The list of algorithms are given with bitwise enumeration ArrayCompressor::Algorithm. For details about them, please consult the reference documentation of this type.

If parameter algorithmsToTry is set to Algorithm::ALL when invoking method ArrayCompressor::Compress, each built-in algorithms is executed and finally the one with the best compression ratio is chosen. With that, an algorithm-identifier (currently 3 bits) is written upfront to enable method ArrayCompressor::Decompress to choose the right algorithm for decoding the data.

While this incorporates a certain degree of overhead in respect to execution performance, such overhead is exclusively done for encoding the data. With the fact that usually any data is encoded only once and decoded (very) often, such overhead should not weigh in too much. If so, the set of algorithms may be narrowed by providing a different set of algorithms with parameter algorithmsToTry.

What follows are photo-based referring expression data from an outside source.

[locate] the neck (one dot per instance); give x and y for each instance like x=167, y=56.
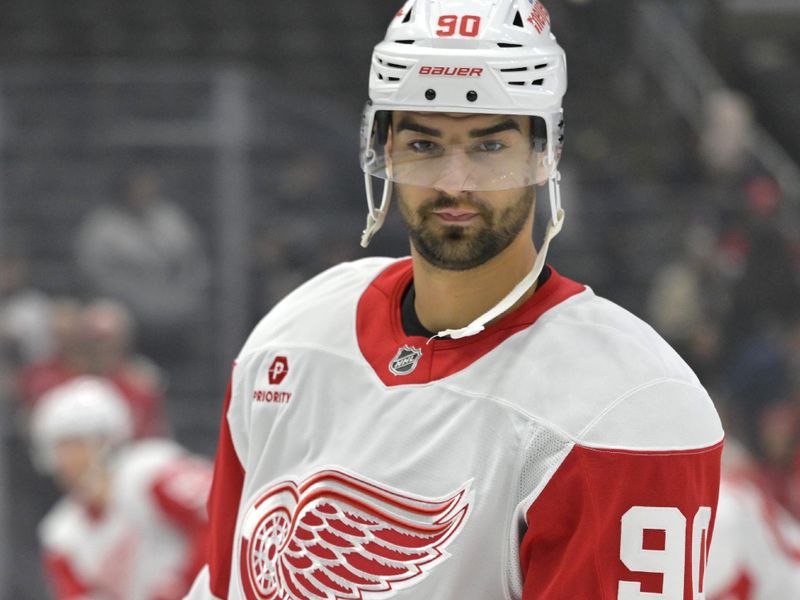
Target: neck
x=453, y=299
x=95, y=490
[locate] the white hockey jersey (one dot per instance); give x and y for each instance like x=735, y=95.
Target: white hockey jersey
x=566, y=452
x=146, y=544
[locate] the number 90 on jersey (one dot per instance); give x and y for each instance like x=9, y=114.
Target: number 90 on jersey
x=667, y=557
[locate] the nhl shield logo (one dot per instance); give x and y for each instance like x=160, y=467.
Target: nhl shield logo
x=405, y=361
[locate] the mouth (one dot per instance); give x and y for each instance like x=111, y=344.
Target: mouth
x=455, y=215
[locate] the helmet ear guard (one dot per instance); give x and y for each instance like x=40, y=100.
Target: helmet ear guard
x=468, y=57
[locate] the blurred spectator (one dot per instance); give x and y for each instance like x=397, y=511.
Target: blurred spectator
x=767, y=292
x=65, y=361
x=686, y=302
x=143, y=250
x=755, y=550
x=132, y=523
x=728, y=130
x=25, y=312
x=96, y=340
x=107, y=335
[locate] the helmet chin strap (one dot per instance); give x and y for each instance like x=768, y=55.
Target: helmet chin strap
x=377, y=216
x=553, y=228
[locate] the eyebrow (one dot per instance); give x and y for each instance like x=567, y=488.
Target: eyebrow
x=407, y=124
x=508, y=124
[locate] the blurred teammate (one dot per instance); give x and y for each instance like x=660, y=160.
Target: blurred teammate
x=132, y=524
x=756, y=550
x=467, y=423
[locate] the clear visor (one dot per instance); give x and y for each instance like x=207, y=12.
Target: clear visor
x=466, y=152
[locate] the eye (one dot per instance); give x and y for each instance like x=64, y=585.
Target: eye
x=424, y=146
x=491, y=146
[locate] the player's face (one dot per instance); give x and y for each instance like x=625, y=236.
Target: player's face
x=77, y=460
x=452, y=224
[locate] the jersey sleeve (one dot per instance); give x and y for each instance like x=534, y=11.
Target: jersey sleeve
x=622, y=524
x=223, y=508
x=180, y=492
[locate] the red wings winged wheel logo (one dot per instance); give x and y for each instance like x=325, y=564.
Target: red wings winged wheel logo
x=336, y=535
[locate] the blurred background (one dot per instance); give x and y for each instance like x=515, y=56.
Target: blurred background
x=170, y=169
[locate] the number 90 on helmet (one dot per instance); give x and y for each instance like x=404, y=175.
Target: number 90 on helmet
x=85, y=407
x=464, y=56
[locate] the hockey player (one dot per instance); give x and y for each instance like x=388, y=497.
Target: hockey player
x=132, y=524
x=467, y=423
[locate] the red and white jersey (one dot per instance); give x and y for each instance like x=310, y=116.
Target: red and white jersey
x=148, y=542
x=566, y=452
x=756, y=549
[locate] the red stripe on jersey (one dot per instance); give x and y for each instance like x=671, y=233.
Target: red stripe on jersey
x=181, y=492
x=223, y=506
x=742, y=589
x=592, y=527
x=381, y=336
x=64, y=583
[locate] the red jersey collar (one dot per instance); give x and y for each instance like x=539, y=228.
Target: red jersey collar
x=399, y=359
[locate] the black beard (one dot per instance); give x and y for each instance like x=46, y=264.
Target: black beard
x=453, y=249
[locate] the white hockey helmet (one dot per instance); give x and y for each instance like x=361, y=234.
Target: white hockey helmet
x=467, y=56
x=81, y=408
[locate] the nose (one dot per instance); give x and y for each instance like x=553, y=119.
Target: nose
x=455, y=173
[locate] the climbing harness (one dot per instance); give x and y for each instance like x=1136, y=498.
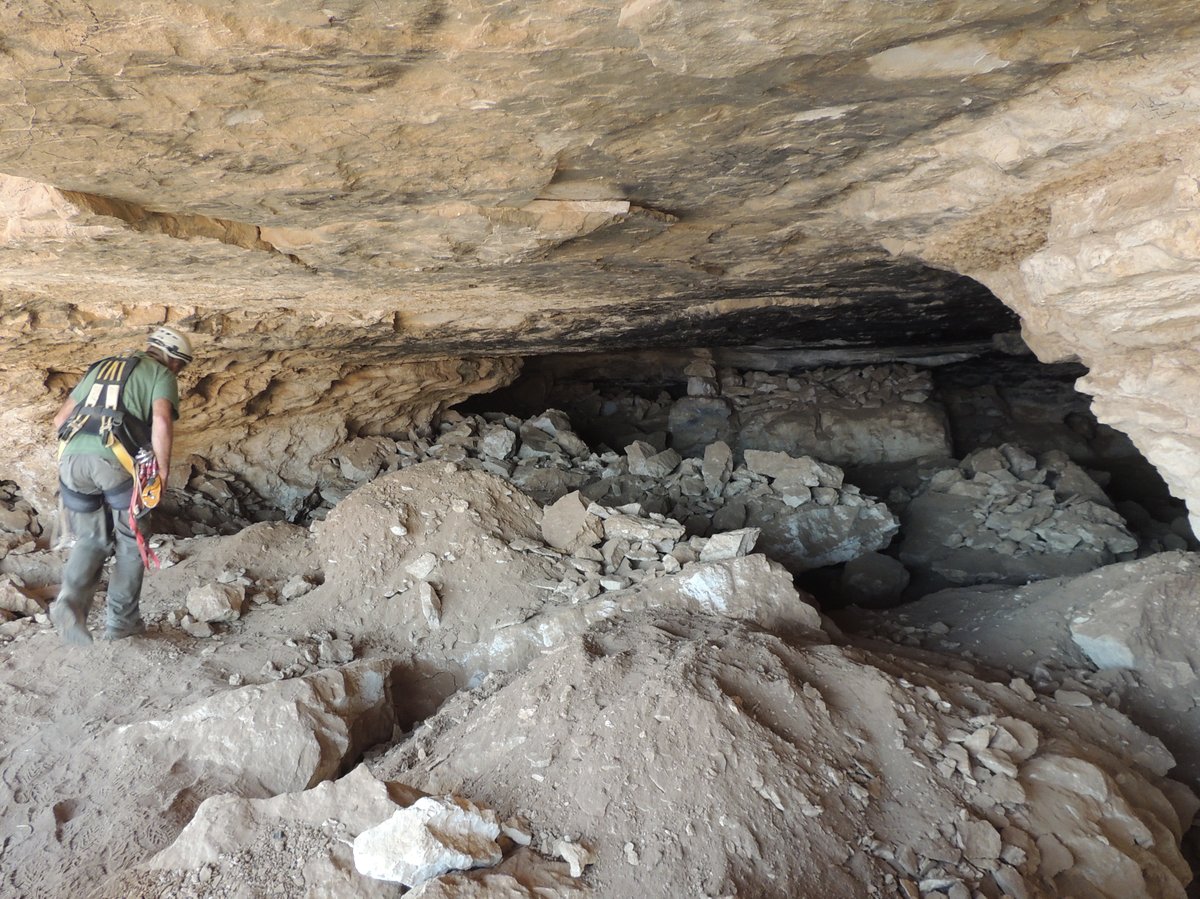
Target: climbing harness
x=103, y=413
x=147, y=493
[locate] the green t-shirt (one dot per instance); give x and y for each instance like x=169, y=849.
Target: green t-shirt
x=149, y=381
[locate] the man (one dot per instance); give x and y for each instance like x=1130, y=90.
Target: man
x=121, y=405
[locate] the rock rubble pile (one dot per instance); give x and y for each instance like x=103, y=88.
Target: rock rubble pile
x=1008, y=516
x=847, y=415
x=807, y=514
x=1121, y=635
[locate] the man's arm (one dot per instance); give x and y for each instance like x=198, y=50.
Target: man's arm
x=64, y=413
x=161, y=433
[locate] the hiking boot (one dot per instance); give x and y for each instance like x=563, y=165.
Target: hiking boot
x=69, y=624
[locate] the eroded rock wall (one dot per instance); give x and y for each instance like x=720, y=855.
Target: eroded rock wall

Most of the algorithms perform best if no unusual disruptive change in the data definition occurs. However, in real-life applications, disruptive values may occur every once in a while. Therefore, it might be efficient to constraint the arrays to a certain length and rather store the data in smaller packages than just compress all data available. To explain what we mean here, consider the following sample:
Some software captures every second value from a vehicle, including:

  • Speed
  • Engine temperature
  • Remaining-Fuel

Now, if this vehicle takes a tour of five hours when the three values are captured every second, it might be more efficient to split the data into hourly packages of 3600 values for each of the three signals. After giving this some thought, the rationale should be quite obvious.